Paddy Power Betfair recently acquired FanDuel for $465 million, but Eccles is arguing that the valuation was too low considering the recent repeal of PASPA, which for example led to Paddy Power Betfair’s stock price rising 28% in the following weeks.

Because of a so-called ‘waterfall’ agreement, the price was too low to see Eccles and other employees get any payment from the Paddy Power Betfair/FanDuel deal.

Eccles, who helped found FanDuel back in 2009, was CEO until just six months before the acquisition, is filing the lawsuit along with his wife, Lesley Eccles (former CMO), Tom Griffiths (former CPO) and Rob Jones (corporate advisor).

They are arguing that the FanDuel board deliberately undervalued the company, with the intention of preventing himself and other employees sharing over $120 million, while making sure that large institutional investment funds got all the rewards.
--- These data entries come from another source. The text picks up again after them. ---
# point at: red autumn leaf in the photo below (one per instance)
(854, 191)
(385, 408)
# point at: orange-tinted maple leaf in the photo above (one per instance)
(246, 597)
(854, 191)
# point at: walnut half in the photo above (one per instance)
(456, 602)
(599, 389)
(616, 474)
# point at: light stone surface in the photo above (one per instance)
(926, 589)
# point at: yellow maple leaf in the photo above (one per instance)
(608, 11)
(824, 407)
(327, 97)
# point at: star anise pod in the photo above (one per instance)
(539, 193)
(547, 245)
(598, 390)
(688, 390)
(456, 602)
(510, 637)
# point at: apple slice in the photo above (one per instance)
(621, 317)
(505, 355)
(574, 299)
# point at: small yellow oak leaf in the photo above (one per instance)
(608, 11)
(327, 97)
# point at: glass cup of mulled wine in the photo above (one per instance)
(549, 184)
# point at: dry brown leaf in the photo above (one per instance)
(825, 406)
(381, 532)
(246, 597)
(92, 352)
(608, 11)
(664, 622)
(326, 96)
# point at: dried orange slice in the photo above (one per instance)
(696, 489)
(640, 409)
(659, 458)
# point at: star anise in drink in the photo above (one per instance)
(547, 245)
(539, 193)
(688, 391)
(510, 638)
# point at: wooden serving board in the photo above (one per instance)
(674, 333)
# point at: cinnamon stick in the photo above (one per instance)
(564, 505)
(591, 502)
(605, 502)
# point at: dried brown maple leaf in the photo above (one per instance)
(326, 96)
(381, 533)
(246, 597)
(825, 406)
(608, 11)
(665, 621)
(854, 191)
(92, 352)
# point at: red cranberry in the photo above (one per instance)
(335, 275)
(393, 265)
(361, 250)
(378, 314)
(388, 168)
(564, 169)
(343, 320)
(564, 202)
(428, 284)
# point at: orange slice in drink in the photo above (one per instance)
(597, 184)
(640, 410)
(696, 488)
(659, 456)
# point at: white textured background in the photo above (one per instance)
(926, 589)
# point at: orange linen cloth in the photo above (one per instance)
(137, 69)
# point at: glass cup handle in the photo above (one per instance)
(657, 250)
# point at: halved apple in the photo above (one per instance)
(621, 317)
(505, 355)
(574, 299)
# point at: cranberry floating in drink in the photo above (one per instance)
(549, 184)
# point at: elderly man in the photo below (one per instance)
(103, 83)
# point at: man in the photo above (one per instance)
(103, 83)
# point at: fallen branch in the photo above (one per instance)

They aim to force the preferred shareholders to buy the founders’ ordinary shares at market value.

The petition filed with the court reads:

“The board of directors, which is de facto controlled by institutional investors, who stand to benefit from the purported share transaction as a result of their large holdings of preferential shares, has acted unfairly and has caused prejudice to the Petitioners,

“The decision of the board…not to seek and act upon a new market valuation in the face of a material event, which is likely to have significantly increased the market valuation of FanDuel, is a breach of its fiduciary duties,”

One of the key points that will be argued is whether the repeal of PASPA, which gives all US states the opportunity to regulate sports betting, thus opening up enormous new markets, should have a bearing on the value of FanDuel, given the fact that it was not operating as a sports betting firm at the time of the PPB takeover.

The petitioners will argue that because FanDuel was involved in real money sports games and had a huge amount of date on customers who love sports and regularly engage in real money sports-related contests, its obviously became a more valuable acquisition after PASPA was repealed.

The argument does seem quite logical, especially when you consider that now, in the post-PASPA USA, FanDuel is very visible in the sports betting industry, with branded sportsbooks at locations like Meadowlands, New Jersey.

But, on the other side, the management at FanDuel insist they negotiated the best deal they could, considering the then declining fortunes of the company – driven in large part by a failed merger with DraftKings, and a host of costly legal conflicts regarding the legality of daily fantasy sports betting in several states.

In an email, a FanDuel spokesman told Recode:

“The petition is simply not rooted in facts of reality…. The facts are that this was a sound business transaction that achieved the highest valuation possible for shareholders and was the right strategic move for the company’s future.”